Rather profane than sacred: The finder had discovered the sharp-edged flintstone in the clayey soil while working on the foundations of his home. The grip shell is missing. Was it once fastened with raffia or leather straps? Did the historic all-purpose birch pitch adhesive hold the blade and handle it together? To answer these questions, you need state-of-the-art equipment and high-tech analytics. Therefore, Brinkmann’s team has examined the accidental archaeological find with instruments that allow chemical analyses at a magnification of up to 500,000 times.

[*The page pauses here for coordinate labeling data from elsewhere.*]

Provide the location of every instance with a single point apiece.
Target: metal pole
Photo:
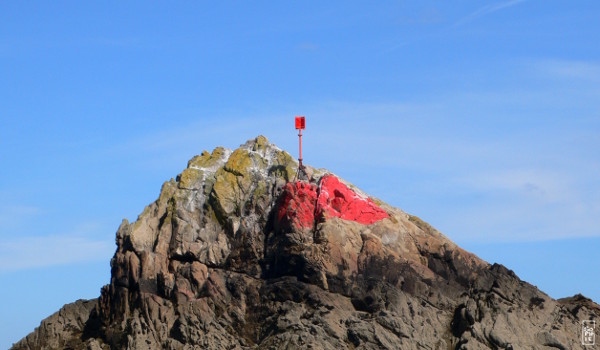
(300, 136)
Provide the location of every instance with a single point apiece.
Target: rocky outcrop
(237, 254)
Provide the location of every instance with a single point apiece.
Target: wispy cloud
(487, 10)
(569, 69)
(13, 214)
(42, 251)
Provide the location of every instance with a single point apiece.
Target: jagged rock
(236, 253)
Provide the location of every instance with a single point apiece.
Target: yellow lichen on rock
(206, 160)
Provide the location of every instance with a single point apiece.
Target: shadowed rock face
(234, 254)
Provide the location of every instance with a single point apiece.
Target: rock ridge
(236, 254)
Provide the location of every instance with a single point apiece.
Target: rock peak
(237, 254)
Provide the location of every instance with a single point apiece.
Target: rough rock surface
(234, 254)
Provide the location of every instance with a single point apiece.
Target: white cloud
(565, 69)
(11, 215)
(41, 251)
(487, 10)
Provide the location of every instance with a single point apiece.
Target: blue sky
(481, 117)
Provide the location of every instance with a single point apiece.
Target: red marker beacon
(300, 125)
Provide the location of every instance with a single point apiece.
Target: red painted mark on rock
(303, 203)
(337, 200)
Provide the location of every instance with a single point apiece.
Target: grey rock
(211, 265)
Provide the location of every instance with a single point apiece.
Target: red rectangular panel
(300, 123)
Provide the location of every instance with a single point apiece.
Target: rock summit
(237, 254)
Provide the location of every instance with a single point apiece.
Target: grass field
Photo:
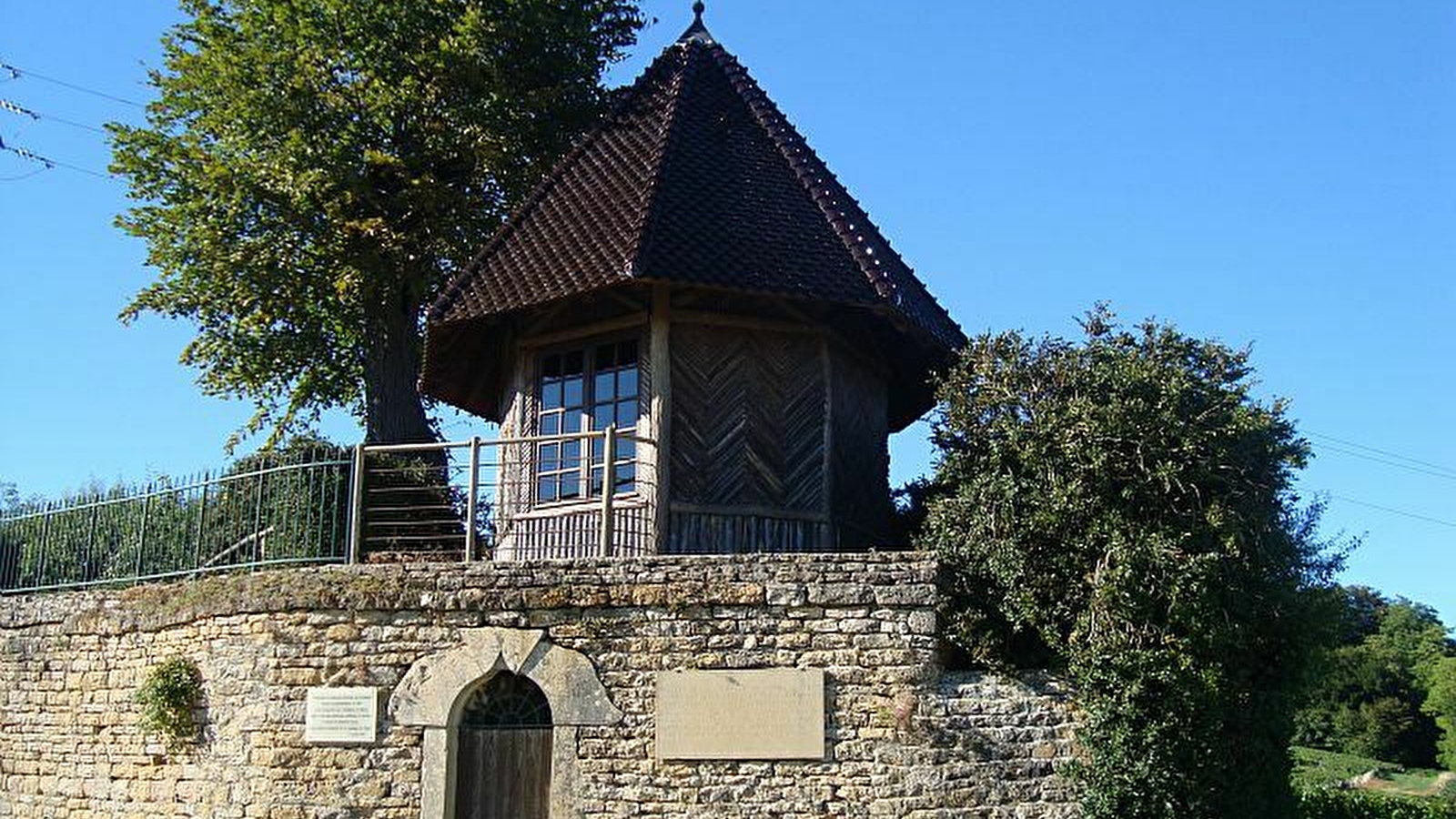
(1322, 768)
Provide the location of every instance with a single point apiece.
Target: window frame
(581, 470)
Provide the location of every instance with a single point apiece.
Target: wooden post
(357, 506)
(473, 484)
(609, 486)
(660, 332)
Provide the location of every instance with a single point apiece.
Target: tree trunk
(393, 411)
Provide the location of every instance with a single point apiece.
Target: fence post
(357, 504)
(142, 533)
(609, 484)
(470, 499)
(201, 521)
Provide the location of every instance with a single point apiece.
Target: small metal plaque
(740, 714)
(341, 714)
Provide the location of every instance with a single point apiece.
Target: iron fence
(267, 509)
(584, 494)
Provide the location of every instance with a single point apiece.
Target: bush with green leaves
(1376, 691)
(169, 697)
(1330, 804)
(1121, 509)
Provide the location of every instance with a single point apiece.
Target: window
(586, 390)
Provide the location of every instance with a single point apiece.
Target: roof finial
(696, 31)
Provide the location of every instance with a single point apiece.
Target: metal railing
(267, 511)
(504, 499)
(456, 500)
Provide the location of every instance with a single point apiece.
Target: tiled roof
(695, 178)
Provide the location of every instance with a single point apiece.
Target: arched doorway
(502, 751)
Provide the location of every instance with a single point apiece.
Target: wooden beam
(584, 331)
(746, 322)
(750, 511)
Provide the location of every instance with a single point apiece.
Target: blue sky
(1278, 175)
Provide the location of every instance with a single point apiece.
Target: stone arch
(434, 691)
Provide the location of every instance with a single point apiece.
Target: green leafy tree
(1372, 685)
(1441, 704)
(312, 171)
(1123, 509)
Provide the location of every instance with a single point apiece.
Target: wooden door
(502, 773)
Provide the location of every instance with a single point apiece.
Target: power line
(22, 111)
(1385, 452)
(18, 73)
(47, 162)
(1436, 472)
(1401, 511)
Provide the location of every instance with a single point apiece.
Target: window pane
(570, 486)
(606, 356)
(604, 388)
(602, 416)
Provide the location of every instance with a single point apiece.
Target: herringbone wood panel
(861, 460)
(747, 419)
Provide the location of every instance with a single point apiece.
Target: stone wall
(903, 739)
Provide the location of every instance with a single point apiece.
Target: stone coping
(906, 579)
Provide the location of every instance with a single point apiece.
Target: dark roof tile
(696, 177)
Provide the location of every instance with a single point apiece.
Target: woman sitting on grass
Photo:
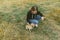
(33, 16)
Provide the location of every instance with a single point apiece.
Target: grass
(13, 20)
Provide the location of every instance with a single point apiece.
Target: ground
(13, 20)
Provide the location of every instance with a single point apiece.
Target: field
(13, 20)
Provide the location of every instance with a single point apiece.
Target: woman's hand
(42, 18)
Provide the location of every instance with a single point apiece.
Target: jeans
(36, 20)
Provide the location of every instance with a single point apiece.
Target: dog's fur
(30, 27)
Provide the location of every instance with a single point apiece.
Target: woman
(33, 16)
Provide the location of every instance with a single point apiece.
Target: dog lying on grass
(30, 26)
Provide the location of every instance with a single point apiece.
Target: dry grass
(13, 15)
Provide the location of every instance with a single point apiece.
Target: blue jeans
(36, 20)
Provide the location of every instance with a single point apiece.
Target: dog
(30, 26)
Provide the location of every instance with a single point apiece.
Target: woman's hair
(34, 8)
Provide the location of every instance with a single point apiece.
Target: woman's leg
(33, 21)
(38, 17)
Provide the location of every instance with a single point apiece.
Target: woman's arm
(28, 16)
(42, 16)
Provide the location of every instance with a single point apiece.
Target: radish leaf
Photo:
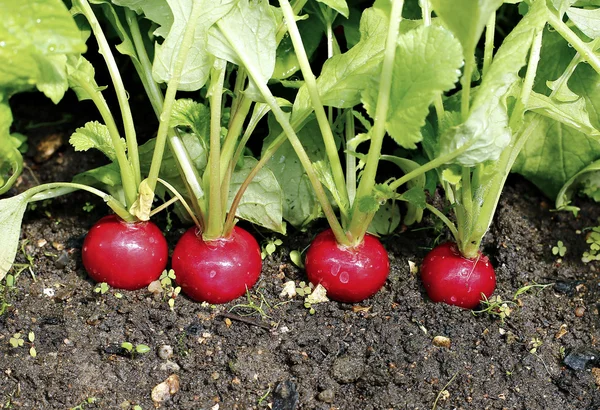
(427, 63)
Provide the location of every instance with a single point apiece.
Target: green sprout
(270, 247)
(560, 249)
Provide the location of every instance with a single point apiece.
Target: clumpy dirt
(268, 351)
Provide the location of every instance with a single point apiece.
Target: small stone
(441, 341)
(596, 374)
(63, 260)
(326, 396)
(285, 396)
(163, 391)
(348, 369)
(581, 357)
(562, 330)
(165, 352)
(170, 367)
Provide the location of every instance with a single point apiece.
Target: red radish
(349, 274)
(217, 271)
(451, 278)
(124, 255)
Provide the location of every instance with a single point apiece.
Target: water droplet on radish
(344, 277)
(335, 270)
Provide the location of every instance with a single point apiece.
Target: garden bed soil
(378, 354)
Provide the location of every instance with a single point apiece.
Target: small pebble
(441, 341)
(326, 396)
(165, 352)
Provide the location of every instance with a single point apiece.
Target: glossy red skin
(349, 274)
(124, 255)
(453, 279)
(217, 271)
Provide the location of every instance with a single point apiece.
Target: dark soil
(376, 355)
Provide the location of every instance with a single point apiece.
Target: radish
(124, 255)
(451, 278)
(217, 271)
(349, 274)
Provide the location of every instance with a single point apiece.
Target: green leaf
(246, 37)
(81, 72)
(554, 153)
(427, 63)
(386, 219)
(486, 128)
(11, 215)
(338, 5)
(199, 61)
(262, 203)
(344, 77)
(35, 37)
(588, 21)
(189, 113)
(466, 19)
(300, 205)
(94, 135)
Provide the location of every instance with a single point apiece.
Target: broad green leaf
(586, 181)
(94, 135)
(300, 205)
(157, 11)
(386, 219)
(345, 76)
(189, 113)
(588, 21)
(573, 114)
(466, 19)
(11, 215)
(199, 61)
(486, 128)
(35, 37)
(338, 5)
(427, 62)
(80, 74)
(554, 153)
(246, 37)
(262, 203)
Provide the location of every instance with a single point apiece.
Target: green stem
(152, 88)
(516, 119)
(445, 220)
(122, 97)
(360, 221)
(434, 163)
(582, 48)
(350, 159)
(233, 133)
(317, 105)
(167, 107)
(488, 51)
(283, 121)
(215, 221)
(465, 98)
(127, 178)
(55, 189)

The 11-cm long antique dagger
The 11-cm long antique dagger is currently being examined at tesa.

An ancient witness made of stone

The recordings show that residues of an organic substance adhere to the stone. Its structure strongly suggests that it was once it is adherent – it could well be birch pitch. “Only once we’ve analyzed it in more detail and compared our results with another birch pitch sample will we finally know more about it,” explains Dr. Christian Brinkmann. One thing is sure: Once all analyses are completed, the dagger will be returned to the finder, who wants to make it available to the local museum.

Dr. Christian Brinkmann, head of the tesa analytics laboratory, evaluating the results of the scanning electron microscope.

What is birch pitch?

The brew obtained from birch bark is the first glue humans have ever home-made and used. The history of bonding dates back approx. Two hundred thousand years and thus to the Paleolithic Age. The birch tree’s whitish bark contains Betulin, extracted as an adhesive by heating it to 340 to 400 degrees. It is not clear how exactly the Stone Age people did that: Maybe by rolling up the bark tightly and then covering it with ash in an earth trough and carbonizing it? At least, that’s what science assumes today. Archaeological finds show that birch pitch was the glue of choice for tens of thousands of years. It was found during excavations at many camps and settlement sites in the Middle and New Stone Ages. Even in the Middle Ages, it was used for shanking, patching, or sealing. On various occasions, remains of birch pitch with tooth prints have been found. One might wonder then if the blackish mass was mankind’s first chewing gum! Since Betulin has anti-inflammatory properties, it could have been useful for oral hygiene.